Un auteur marqué par son enfance

«Toute ma nature fut tellement pénétrée par le chagrin et l’humiliation […] qu’aujourd’hui encore, célèbre, choyé et heureux, j’oublie souvent dans mes rêves que j’ai une femme et des enfants bien-aimés, j’oublie même que je suis un homme, et je retourne vagabonder dans la désolation de cette période de ma vie.» (Charles Dickens, fragment autobiographique)

Les premières pages d’Ohl permettent de comprendre comment la «formation intellectuelle» du jeune Charles et les problèmes sociaux de sa famille en constant déménagement ont eu une influence décisive sur lui, jusqu’à ce qu’il se retrouve «dans le cirage»: à 12 ans, il colle des étiquettes sur des boîtes de cirage dans un entrepôt sordide.

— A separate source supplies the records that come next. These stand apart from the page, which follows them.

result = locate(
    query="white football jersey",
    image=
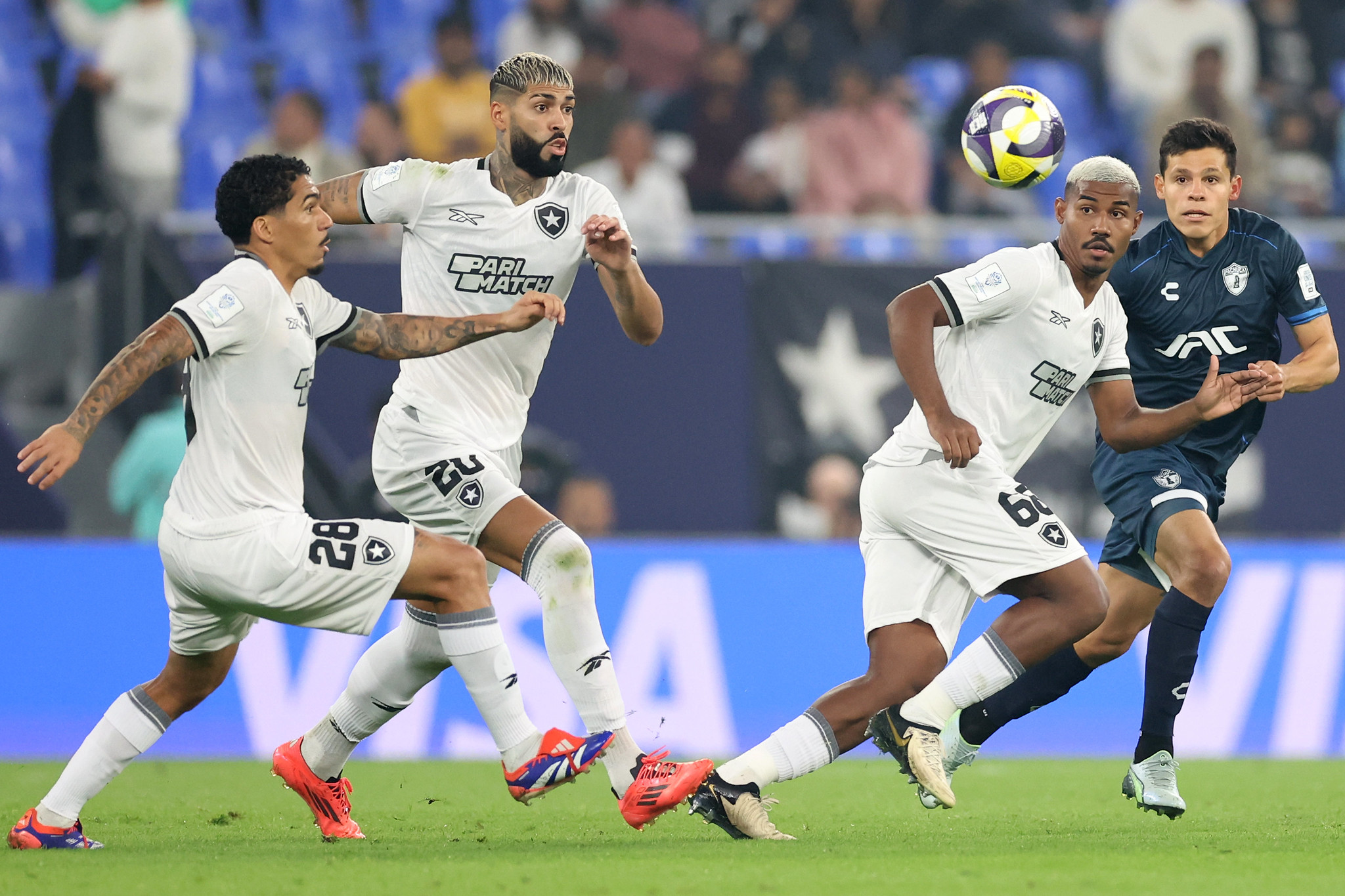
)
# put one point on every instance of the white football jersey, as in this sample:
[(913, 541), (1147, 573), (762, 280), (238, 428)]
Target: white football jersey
[(1020, 349), (248, 390), (467, 249)]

Sa famille est ruinée, son père est jeté en prison pour dettes. Cette période est importante «dans la genèse de son œuvre et dans la constitution de son univers si particulier».

Un auteur se révèle

Le premier texte de Dickens paraît en décembre 1833 dans le Monthly Magazine, et révèle à Dickens qu’il devient «un écrivain, et je suivis ma vocation avec confiance».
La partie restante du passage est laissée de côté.